They had a plan, which ended in victory, but not survival. Death wasn't preferable but, sadly, was seemingly unavoidable.
They were always close, three of them, but the last year on the run, scared and alone, lugging around a horocrux of all Morgana-damned things, brought them infinitely closer together. In another world, jealousy and insecurity could've driven a wedge between them. In this one, the endless ocean of love they felt for one was matched, drop for drop, with the one devoted to the other. Their little, fucked up triad lacked a lot of things such as food and shelter and parental care, but not love. Never love. The boys worshiped the girl and the girl was equally fierce in her devotion to her boys. They belonged to and with each other and that was always how it was going to be.
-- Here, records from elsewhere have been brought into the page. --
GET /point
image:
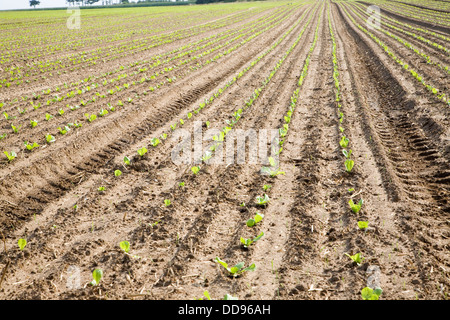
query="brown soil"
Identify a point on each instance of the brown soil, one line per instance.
(400, 139)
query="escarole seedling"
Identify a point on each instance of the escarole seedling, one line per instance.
(262, 201)
(11, 156)
(125, 246)
(258, 217)
(96, 276)
(247, 242)
(356, 258)
(142, 151)
(238, 269)
(371, 294)
(355, 207)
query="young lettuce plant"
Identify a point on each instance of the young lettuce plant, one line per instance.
(125, 246)
(96, 276)
(142, 151)
(349, 165)
(237, 270)
(22, 243)
(262, 201)
(258, 217)
(30, 146)
(355, 207)
(371, 294)
(247, 242)
(356, 258)
(11, 156)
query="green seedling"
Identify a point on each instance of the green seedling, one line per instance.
(355, 207)
(63, 131)
(142, 151)
(258, 217)
(22, 243)
(349, 165)
(91, 117)
(155, 141)
(8, 117)
(30, 146)
(363, 225)
(125, 246)
(247, 242)
(11, 156)
(16, 129)
(49, 138)
(370, 294)
(356, 258)
(344, 142)
(346, 153)
(195, 170)
(103, 112)
(237, 270)
(262, 201)
(96, 276)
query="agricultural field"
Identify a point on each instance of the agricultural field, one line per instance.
(106, 191)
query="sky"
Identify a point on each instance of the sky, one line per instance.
(25, 4)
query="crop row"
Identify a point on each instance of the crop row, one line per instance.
(442, 96)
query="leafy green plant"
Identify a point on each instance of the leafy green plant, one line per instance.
(142, 151)
(155, 141)
(31, 146)
(237, 270)
(97, 276)
(258, 217)
(262, 201)
(371, 294)
(49, 138)
(11, 156)
(346, 153)
(355, 207)
(91, 117)
(63, 131)
(195, 169)
(356, 258)
(247, 242)
(349, 165)
(22, 243)
(125, 246)
(344, 142)
(363, 225)
(16, 129)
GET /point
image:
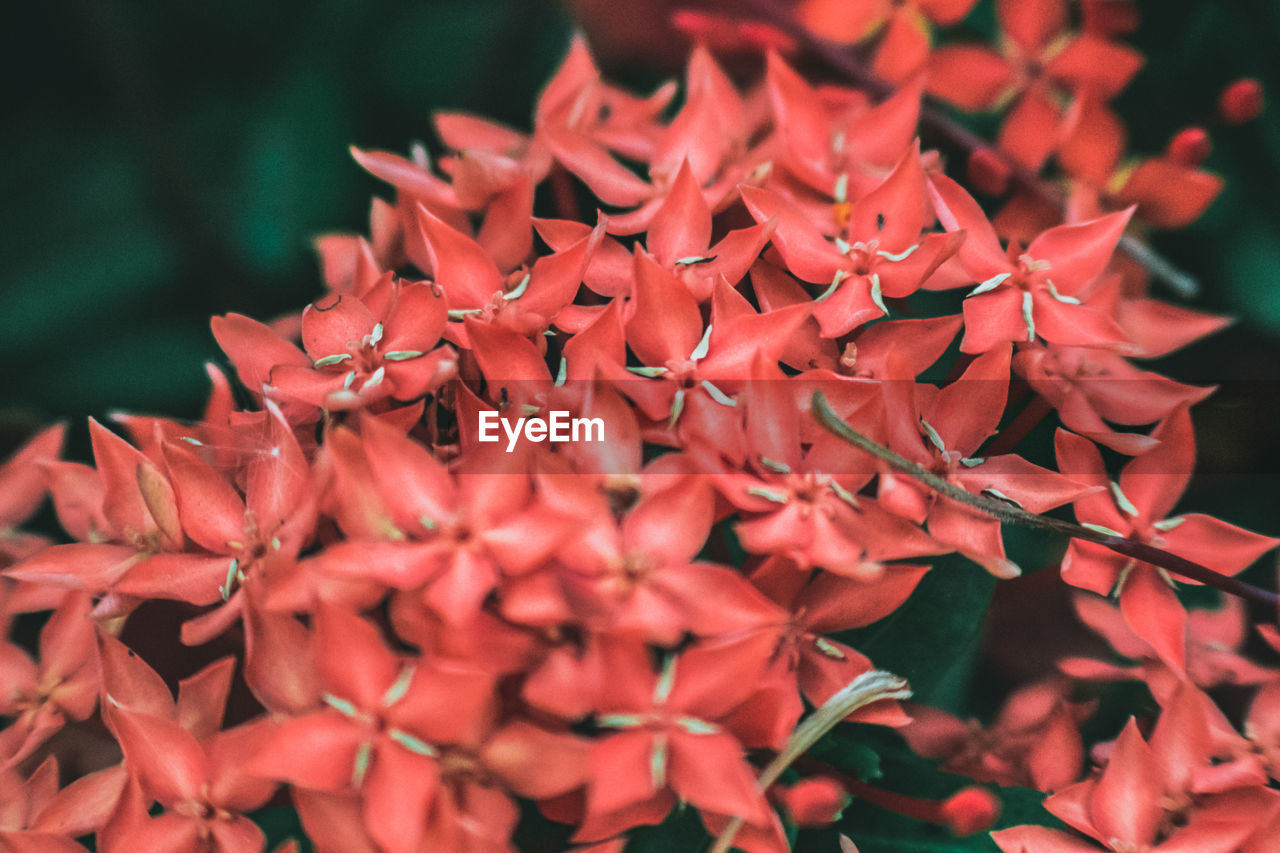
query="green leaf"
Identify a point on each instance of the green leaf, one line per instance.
(280, 824)
(680, 833)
Were they normal teenagers, living normal lives, or even if their mental states were even approaching sane, the process of figuring out and negotiating their relationship would've been a stressful, emotional, turbulent time. However, children being hunted in a middle of a civil war, with one functional set of parents between them, have a unique sense of perspective. The need for companionship and human contact overrode whatever self-conscious instinct they might have otherwise had, and shyness gave way to exhausted honesty. They faced death and mayhem since they were eleven years old, and trying to be coy with one another, trying to seduce or beguile would be both incredibly awkward, and somehow disrespectful to the bond they had built over the years.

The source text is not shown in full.